Now here’s something ponder. When a chief secretary or a chief minister or even the Prime Minister inaugurates a bridge or a flyover or even flags off a new train, is he not endorsing that product? And what if that bridge/flyover collapses or that train derails? Who will be responsible? Can we sue these worthies for selling us a bad product?
Better still, come election time, most politicos get film and sports stars to campaign for them. Naturally, this has to be seen as endorsement by the stars. Now, if the candidate thus endorsed is defeated, can the star be sued by the voter who, after all, is a consumer in a wider sense? And even if the candidate wins but does not live up to the promises made during the campaign, then can the star be taken to court? Possibilities are endless. And so are the chances of misuse of the law.
Partisan speakers
Satbir Singh Kadian of Haryana has got one for the record books. Now, since this is the Olympics season when the papers are full of the exploits of athletes from across the world (not from India though), you may want to believe that Kadian has accomplished something that his compatriots had failed to do in Rio de Janeiro. No, nothing of that sort. Kadian has been jailed for corruption.

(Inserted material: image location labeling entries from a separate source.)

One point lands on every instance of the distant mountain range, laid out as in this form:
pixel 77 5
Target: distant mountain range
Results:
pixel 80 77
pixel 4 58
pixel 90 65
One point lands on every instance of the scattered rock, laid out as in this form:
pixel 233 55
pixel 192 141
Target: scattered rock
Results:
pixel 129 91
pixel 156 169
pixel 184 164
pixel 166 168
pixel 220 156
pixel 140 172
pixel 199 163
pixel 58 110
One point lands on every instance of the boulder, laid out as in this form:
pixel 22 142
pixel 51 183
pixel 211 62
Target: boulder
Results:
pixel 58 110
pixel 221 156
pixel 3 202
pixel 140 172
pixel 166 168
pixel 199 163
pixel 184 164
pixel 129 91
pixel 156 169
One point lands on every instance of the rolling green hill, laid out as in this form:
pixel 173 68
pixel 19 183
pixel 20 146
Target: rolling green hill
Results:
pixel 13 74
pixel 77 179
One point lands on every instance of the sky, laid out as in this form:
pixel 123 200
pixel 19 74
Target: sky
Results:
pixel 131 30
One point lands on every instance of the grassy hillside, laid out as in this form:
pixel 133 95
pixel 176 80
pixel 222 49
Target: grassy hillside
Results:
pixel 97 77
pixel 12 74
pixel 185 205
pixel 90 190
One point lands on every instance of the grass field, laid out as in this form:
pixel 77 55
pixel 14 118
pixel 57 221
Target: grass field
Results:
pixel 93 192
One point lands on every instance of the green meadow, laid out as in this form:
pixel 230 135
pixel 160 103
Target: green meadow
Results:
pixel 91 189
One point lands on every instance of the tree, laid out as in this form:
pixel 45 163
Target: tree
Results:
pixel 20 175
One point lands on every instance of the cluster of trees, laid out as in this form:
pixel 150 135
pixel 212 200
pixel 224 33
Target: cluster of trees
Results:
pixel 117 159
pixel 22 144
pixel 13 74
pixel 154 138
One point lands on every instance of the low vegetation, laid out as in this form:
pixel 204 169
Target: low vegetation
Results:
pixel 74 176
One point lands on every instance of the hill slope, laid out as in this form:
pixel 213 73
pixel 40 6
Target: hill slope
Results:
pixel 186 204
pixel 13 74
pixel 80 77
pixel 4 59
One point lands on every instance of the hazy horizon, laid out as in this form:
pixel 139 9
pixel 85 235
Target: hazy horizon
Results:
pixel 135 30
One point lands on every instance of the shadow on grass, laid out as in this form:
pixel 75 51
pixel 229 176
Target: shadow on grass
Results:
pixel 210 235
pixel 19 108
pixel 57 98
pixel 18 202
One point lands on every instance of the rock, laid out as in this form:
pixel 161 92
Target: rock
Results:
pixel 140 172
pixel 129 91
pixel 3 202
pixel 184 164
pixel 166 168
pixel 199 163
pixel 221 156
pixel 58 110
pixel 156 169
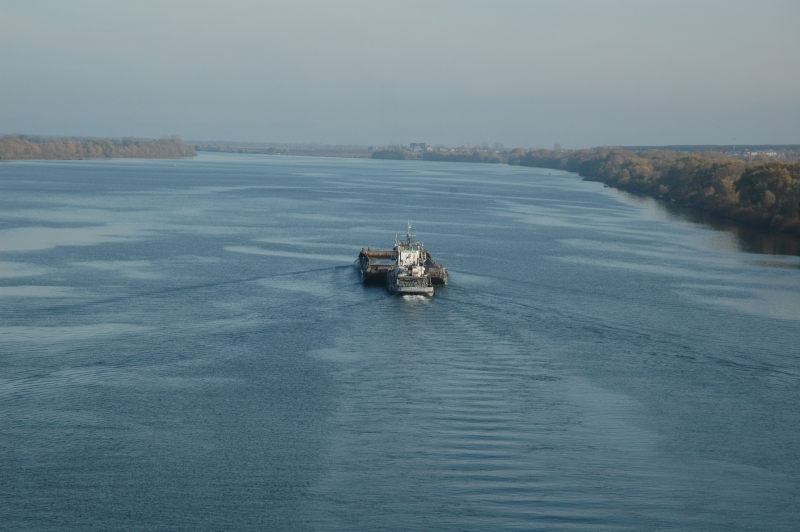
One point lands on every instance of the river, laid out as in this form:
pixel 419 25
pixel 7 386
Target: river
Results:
pixel 186 345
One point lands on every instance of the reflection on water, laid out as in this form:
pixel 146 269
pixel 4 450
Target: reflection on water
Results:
pixel 191 347
pixel 749 239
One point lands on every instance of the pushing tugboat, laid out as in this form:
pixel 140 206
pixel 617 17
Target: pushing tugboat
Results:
pixel 407 269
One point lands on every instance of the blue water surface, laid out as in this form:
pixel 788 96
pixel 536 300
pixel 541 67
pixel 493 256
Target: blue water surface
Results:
pixel 186 345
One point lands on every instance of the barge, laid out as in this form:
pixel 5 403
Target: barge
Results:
pixel 406 269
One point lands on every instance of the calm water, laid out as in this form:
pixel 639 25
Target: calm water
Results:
pixel 186 345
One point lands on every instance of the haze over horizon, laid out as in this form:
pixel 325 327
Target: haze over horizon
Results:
pixel 580 73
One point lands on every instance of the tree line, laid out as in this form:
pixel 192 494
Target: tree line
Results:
pixel 762 193
pixel 34 147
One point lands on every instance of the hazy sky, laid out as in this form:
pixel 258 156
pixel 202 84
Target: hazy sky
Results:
pixel 580 73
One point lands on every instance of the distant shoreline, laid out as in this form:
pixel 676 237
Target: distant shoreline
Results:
pixel 29 147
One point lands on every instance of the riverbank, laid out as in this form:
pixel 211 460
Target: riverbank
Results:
pixel 750 187
pixel 764 194
pixel 19 147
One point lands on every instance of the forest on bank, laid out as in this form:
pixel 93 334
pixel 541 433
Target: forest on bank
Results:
pixel 759 192
pixel 35 147
pixel 749 188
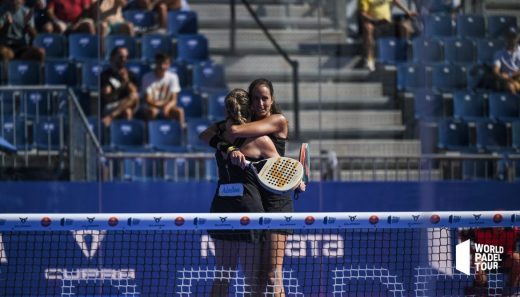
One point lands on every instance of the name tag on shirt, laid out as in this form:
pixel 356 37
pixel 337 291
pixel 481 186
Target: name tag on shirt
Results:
pixel 231 190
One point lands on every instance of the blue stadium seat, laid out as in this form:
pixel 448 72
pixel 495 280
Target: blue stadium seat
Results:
pixel 491 136
pixel 143 20
pixel 191 102
pixel 208 76
pixel 48 133
pixel 439 6
pixel 411 76
pixel 471 26
pixel 428 105
pixel 151 44
pixel 449 77
pixel 23 73
pixel 182 73
pixel 8 103
pixel 90 74
pixel 438 25
pixel 486 49
pixel 216 105
pixel 139 169
pixel 195 127
pixel 182 22
pixel 459 51
pixel 129 42
pixel 498 25
pixel 139 69
pixel 54 44
pixel 391 50
pixel 127 135
pixel 84 99
pixel 165 135
pixel 427 50
pixel 15 131
pixel 83 46
pixel 469 106
pixel 192 48
pixel 60 72
pixel 36 103
pixel 453 135
pixel 478 169
pixel 515 138
pixel 504 107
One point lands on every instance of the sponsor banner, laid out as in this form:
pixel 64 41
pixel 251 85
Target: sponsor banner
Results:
pixel 206 221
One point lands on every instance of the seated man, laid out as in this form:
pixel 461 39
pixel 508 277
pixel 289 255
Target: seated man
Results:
pixel 16 32
pixel 66 16
pixel 110 13
pixel 376 18
pixel 160 88
pixel 119 94
pixel 506 66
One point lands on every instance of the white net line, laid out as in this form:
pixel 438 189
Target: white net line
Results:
pixel 189 277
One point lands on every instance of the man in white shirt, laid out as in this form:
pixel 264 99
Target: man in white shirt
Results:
pixel 160 88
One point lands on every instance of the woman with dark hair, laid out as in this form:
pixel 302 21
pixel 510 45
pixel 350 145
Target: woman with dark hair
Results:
pixel 267 119
pixel 237 191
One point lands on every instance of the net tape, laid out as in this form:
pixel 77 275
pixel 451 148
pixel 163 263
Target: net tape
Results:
pixel 252 221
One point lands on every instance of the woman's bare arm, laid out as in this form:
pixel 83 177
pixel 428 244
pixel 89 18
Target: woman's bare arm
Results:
pixel 276 123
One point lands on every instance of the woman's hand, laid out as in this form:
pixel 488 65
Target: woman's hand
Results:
pixel 301 187
pixel 237 158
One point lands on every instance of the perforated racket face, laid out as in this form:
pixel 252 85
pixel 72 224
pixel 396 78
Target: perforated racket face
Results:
pixel 281 174
pixel 305 159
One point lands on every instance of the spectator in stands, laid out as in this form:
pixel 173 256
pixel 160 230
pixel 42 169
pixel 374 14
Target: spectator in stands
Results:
pixel 504 237
pixel 119 93
pixel 376 19
pixel 507 65
pixel 70 16
pixel 41 16
pixel 161 7
pixel 17 32
pixel 160 88
pixel 110 14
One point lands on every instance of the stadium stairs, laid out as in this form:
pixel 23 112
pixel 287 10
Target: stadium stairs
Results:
pixel 356 117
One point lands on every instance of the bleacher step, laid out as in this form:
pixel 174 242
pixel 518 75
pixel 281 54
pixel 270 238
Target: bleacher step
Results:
pixel 366 147
pixel 347 124
pixel 254 39
pixel 249 67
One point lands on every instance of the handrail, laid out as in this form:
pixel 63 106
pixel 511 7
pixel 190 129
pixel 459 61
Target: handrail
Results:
pixel 293 63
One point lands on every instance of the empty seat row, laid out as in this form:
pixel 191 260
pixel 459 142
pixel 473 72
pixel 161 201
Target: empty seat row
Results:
pixel 466 25
pixel 190 48
pixel 454 135
pixel 426 50
pixel 179 22
pixel 45 133
pixel 87 74
pixel 157 135
pixel 467 106
pixel 444 77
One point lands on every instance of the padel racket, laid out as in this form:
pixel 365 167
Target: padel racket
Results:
pixel 305 160
pixel 278 175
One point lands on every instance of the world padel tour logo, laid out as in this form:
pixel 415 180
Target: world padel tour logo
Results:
pixel 486 257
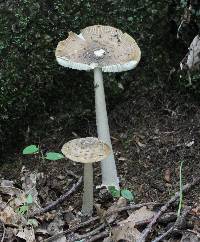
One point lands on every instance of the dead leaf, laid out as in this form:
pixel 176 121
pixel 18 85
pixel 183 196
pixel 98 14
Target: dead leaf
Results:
pixel 27 234
pixel 7 187
pixel 122 159
pixel 189 144
pixel 139 215
pixel 10 217
pixel 137 141
pixel 190 237
pixel 192 59
pixel 167 175
pixel 122 202
pixel 126 232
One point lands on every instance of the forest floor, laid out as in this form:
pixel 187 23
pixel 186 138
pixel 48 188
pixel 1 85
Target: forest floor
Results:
pixel 152 132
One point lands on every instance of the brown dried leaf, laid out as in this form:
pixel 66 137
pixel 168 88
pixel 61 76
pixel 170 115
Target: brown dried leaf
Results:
pixel 9 216
pixel 192 59
pixel 126 232
pixel 27 234
pixel 138 216
pixel 190 237
pixel 167 175
pixel 7 187
pixel 122 202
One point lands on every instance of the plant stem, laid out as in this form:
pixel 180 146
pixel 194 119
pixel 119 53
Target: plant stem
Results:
pixel 181 189
pixel 108 167
pixel 87 207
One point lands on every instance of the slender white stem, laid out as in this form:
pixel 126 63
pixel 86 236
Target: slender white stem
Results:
pixel 87 206
pixel 108 167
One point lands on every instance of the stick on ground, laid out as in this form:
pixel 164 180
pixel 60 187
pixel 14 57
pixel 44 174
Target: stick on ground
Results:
pixel 148 229
pixel 60 200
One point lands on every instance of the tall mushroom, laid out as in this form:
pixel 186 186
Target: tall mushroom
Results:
pixel 87 151
pixel 102 49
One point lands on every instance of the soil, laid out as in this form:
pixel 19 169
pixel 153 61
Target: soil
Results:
pixel 152 132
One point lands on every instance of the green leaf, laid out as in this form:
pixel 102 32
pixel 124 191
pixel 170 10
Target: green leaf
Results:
pixel 53 156
pixel 31 149
pixel 127 194
pixel 114 192
pixel 29 199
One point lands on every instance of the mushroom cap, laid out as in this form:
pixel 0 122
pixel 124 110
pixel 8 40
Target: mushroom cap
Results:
pixel 86 150
pixel 99 46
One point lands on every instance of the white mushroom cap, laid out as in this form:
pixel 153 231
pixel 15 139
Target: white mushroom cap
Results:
pixel 99 46
pixel 86 150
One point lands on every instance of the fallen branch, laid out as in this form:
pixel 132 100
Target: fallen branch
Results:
pixel 91 233
pixel 60 200
pixel 179 224
pixel 93 219
pixel 4 231
pixel 148 229
pixel 98 236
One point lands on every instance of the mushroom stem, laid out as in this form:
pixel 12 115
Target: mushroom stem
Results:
pixel 87 206
pixel 108 167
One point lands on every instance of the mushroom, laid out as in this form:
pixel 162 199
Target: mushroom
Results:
pixel 87 151
pixel 102 49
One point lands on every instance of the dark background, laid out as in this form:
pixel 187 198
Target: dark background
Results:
pixel 39 98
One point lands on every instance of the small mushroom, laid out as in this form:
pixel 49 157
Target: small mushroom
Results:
pixel 102 49
pixel 87 151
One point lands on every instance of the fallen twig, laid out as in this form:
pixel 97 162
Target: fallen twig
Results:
pixel 93 219
pixel 4 231
pixel 148 229
pixel 61 199
pixel 177 225
pixel 91 233
pixel 98 236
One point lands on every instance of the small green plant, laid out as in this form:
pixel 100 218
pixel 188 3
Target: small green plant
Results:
pixel 180 189
pixel 33 149
pixel 23 209
pixel 121 193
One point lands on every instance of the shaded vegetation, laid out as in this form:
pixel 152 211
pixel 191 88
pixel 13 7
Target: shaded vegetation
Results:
pixel 34 87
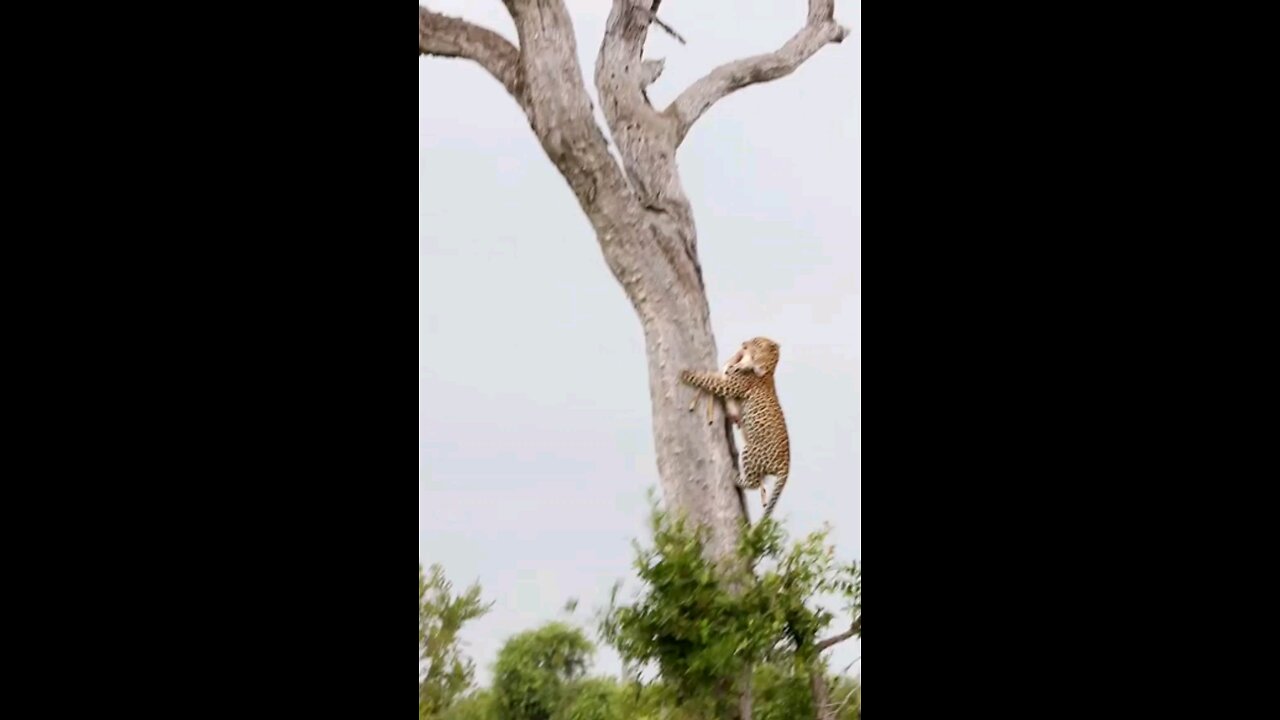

Curious fact is Kadian is a former speaker of the Haryana Assembly, the first to be jailed after reaching that high position. Kadian presided over the state assembly when the Indian National Lok Dal (INLD) under the leadership of Om Prakash Chautala was in power. The two will make a nice pair behind bars as Chautala himself has been put away for 10 years for corruption in a different case.
Looks like this is a bad time for speakers in general. At least two incumbent speakers are facing flak for their somewhat undemocratic moves.
Take Tamil Nadu, for instance. Speaker P Dhanapal banned the entire DMK opposition for a week after that party protested the remarks of one of the ruling AIADMK members in the assembly criticising opposition leader M K Stalin.
Something similar happened in the Gujarat Assembly where Speaker Ramanlal Vora ordered eviction of as many as 50 Congress MLAs after they disrupted the house demanding a discussion on the assault on Dalits by cow vigilantes.
In the Delhi Assembly confrontations between the Speaker Ram Niwas Goel and the three-member BJP opposition is a regular sight. Goel had resorted to evicting this nominal opposition more than once.
Goes without saying that Dhanapal, Vora and Goel belong to the ruling party and it is their majority status that had helped them to the elevated status.
But once elected to the position of the Speaker, these honourable men are required to forget their party affiliations and act impartially. For long that has been the norm and custom. But with politics becoming more and more narrow and mean-minded, presiding officers in legislatures are also getting sucked into the battle.
The speaker is endowed with vast powers that are beyond the scope of legal challenge. So it is all the more important that these powers are used with utmost caution with the sole interest being furthering democratic traditions.
Somnath Chatterjee as Lok Sabha Speaker was one who conducted the proceedings of the house without letting an iota of his Marxist leanings show.
The present incumbent Sumitra Mahajan has been credited with taking the opposition with her although her ruling accepting the Aadhar Bill as a money bill in the budget session did invite some raised eyebrows.